James “Duke” Aiona was the lieutenant governor of Hawaii under Gov. Linda Lingle from 2002 to 2010. Together they formed the first Republican administration elected in Hawaii since statehood in 1959.
The lieutenant governorship was Aiona’s first political office after more than 20 years as a city prosecutor, city attorney and state judge. Aiona ran for governor against Democrat Neil Abercrombie but was defeated in the 2010 general election 58-41 percent.
Following the 2010 election, Aiona was named executive vice president for development and recruitment at Saint Louis School in Honolulu. He currently has no plans to run for office in 2012 but has said he may again run for governor in 2014.
Aiona was born on June 8, 1955, in Pearl City, Hawaii. Aiona has Hawaiian, Chinese and Portuguese roots. Had he been elected in 2010, he would have been only the second Native Hawaiian governor, after John D. Waihee III.
Aiona went to Saint Louis School in Honolulu and, after graduating, earned a degree in political science from the University of the Pacific in Stockton, Calif. In 1977, Aiona returned to Honolulu where he attended the William S. Richardson School of Law at the University of Hawaii at Manoa. He graduated with a law degree in 1981.
After graduation, Aiona took a clerkship with Circuit Court Judge Wendell K. Huddy. He then entered the public sector as an attorney for the city of Honolulu. Aiona’s first position was as a deputy prosecuting attorney. He would go on to serve as a deputy corporation councel and a chief litigator. In 1990, Gov. Waihee appointed Aiona to the Hawaii judiciary, where he presided in the state’s Family Court.
Aiona was a key player in establishing Hawaii’s first Drug Court in 1996. Drug Court is considered one of the state’s more successful prison-deterrent programs. Aiona left the bench in 1998.
Between 2000 and 2001, the Hawaii Republican Party approached Aiona to run for lieutenant governor with Lingle. When he decided to run for public office, he told Hawaii411.com that his decision stemmed from a spirit to serve and a call to duty. He said, “It is something that has evolved over time. You may laugh, but I also believe that I’ve been pulled in this direction by a higher power … by God. I believe that this is a calling that I need to answer.”

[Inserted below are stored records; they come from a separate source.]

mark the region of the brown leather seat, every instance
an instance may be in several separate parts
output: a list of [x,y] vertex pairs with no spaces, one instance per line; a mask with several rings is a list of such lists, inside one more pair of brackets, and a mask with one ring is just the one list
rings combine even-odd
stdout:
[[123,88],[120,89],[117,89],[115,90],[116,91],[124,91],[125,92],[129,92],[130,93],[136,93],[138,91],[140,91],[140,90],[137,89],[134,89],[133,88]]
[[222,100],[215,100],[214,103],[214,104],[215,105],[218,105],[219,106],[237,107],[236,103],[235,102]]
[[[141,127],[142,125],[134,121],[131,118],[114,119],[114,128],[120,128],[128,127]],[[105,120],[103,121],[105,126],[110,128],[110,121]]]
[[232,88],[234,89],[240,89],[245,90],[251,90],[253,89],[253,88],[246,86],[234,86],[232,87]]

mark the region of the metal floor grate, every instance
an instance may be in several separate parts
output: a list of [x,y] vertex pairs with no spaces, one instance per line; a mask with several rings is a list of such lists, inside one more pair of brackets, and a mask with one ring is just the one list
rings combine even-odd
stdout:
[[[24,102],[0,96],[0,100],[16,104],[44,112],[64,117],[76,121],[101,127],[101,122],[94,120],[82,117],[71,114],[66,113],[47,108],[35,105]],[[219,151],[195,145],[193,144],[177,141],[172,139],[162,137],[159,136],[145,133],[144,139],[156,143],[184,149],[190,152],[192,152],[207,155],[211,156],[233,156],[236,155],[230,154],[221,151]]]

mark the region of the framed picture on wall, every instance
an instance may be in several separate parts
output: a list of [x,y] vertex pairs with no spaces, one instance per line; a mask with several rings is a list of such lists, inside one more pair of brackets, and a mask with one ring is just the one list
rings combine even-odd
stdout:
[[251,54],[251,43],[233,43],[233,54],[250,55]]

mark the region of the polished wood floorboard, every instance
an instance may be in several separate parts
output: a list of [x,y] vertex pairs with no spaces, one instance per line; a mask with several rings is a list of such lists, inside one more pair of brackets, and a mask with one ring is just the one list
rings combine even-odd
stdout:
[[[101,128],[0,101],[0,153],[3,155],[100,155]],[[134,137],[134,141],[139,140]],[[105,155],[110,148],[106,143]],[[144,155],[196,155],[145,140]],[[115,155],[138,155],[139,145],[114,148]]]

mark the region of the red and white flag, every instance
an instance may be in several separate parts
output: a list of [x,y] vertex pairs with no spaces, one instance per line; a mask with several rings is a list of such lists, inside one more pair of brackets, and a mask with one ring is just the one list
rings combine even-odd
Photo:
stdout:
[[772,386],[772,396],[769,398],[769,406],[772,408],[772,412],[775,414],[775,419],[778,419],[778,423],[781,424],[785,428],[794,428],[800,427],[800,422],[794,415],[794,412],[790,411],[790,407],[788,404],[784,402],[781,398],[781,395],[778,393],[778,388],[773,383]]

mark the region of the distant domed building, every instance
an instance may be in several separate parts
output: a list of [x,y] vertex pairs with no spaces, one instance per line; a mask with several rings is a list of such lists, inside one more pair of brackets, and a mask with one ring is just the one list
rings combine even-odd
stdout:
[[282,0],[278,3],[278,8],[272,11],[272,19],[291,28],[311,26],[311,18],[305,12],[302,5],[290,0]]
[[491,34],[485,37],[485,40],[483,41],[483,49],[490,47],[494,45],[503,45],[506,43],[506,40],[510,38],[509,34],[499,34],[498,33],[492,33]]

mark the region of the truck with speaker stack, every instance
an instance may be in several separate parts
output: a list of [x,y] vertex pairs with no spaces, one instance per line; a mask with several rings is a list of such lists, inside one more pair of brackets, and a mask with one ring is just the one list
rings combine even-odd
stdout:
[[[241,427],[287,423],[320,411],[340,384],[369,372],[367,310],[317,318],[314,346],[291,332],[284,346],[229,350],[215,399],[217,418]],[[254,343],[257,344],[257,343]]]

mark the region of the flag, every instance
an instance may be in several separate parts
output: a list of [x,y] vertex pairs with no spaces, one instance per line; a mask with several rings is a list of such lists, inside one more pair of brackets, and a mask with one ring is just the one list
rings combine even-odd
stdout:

Aiona, a Catholic, is public about his faith. In 2005, he took some criticism for saying “Hawaii belongs to Jesus” at a rally for the group Transformation Hawaii. In response, former Gov. Ben Cayetano told the Honolulu Star-Bulletin that, “As for his ardent Christian beliefs, pretty obvious that he is an evangelical Christian who has a tough time separating church and state.” Honolulu Mayor Mufi Hannemann and Kauai Mayor Brian Baptiste also attended the rally.
Aiona is married to Vivian Aiona, whom he met at law school. They have four children.
During his two terms as lieutenant governor, Aiona took a firm stance on substance abuse. He credits coordinated efforts by state and local officials with reducing the number of discovered methamphetamine labs from 19 in 2003 to three in 2007.
Aiona held a Drug Control Strategy Summit in 2003 where he organized a private and public partnership to help curb drug use in Hawaii. He also served on the advisory council for the Federal Substance Abuse and Mental Health Services Administration.
In 2006, Aiona was appointed by President George W. Bush to serve on the Advisory Commission on Drug-Free Communities.
Aiona also co-chaired the Leadership to Keep Children Alcohol Free, a national coalition, in an effort to reduce underage drinking in the United States.
Aiona also took a stance against House Bill 444, legalizing civil unions. In a written statement, he said, “If the Legislature wanted to establish the equivalent of same-sex marriage, they should have put it on the ballot for the people to decide. This bill should not be allowed to become law.”
Gov. Linda Lingle vetoed the bill that July 6.